Ehlers-Danlos Syndrome, Periodontal Type, 2

C1R, C1S

A number sign (#) is used with this entry because of evidence that Ehlers-Danlos syndrome periodontal type 2 (EDSPD2) is caused by heterozygous mutation in the C1S gene (120580) on chromosome 12p13.

For a general phenotypic description and discussion of genetic heterogeneity of EDSPD, see EDSPD1 (130080).

Clinical Features

Kapferer-Seebacher et al. (2016) studied 2 families with Ehlers-Danlos syndrome and periodontitis. In the first family (family 16), the 45-year-old female proband exhibited mild elastic skin, easy bruising, fragile skin with pretibial discoloration, and early-onset periodontitis resulting in tooth loss in her teens. Her father, 1 sister and 1 brother, and 2 of her sons had a similar phenotype. Other features in the proband and her affected sister included significant spinal osteoarthritis, fragile skin on the fingers and legs, irritable bowel symptoms, and flu-like symptoms without fever. Three of the affected individuals were diagnosed with cancer, including Wilms tumor.

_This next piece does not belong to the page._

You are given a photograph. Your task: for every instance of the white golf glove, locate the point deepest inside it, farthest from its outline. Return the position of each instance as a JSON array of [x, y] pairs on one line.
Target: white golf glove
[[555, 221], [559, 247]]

In the second family (family 17), the proband was a 75-year-old man with features of periodontal EDS including thin, fragile, and hyperelastic skin, easy bruising, atrophic scars, pretibial discoloration, and scoliosis. He developed periodontitis in his 20s and had lost 20 teeth by age 60. Eight of 9 affected relatives also had early-onset periodontitis, gingival recession, early tooth loss, and pretibial discoloration. In addition, 4 affected relatives had cancer, including of the uterus, breast, and colon, and lymphocytic lymphoma of the lung.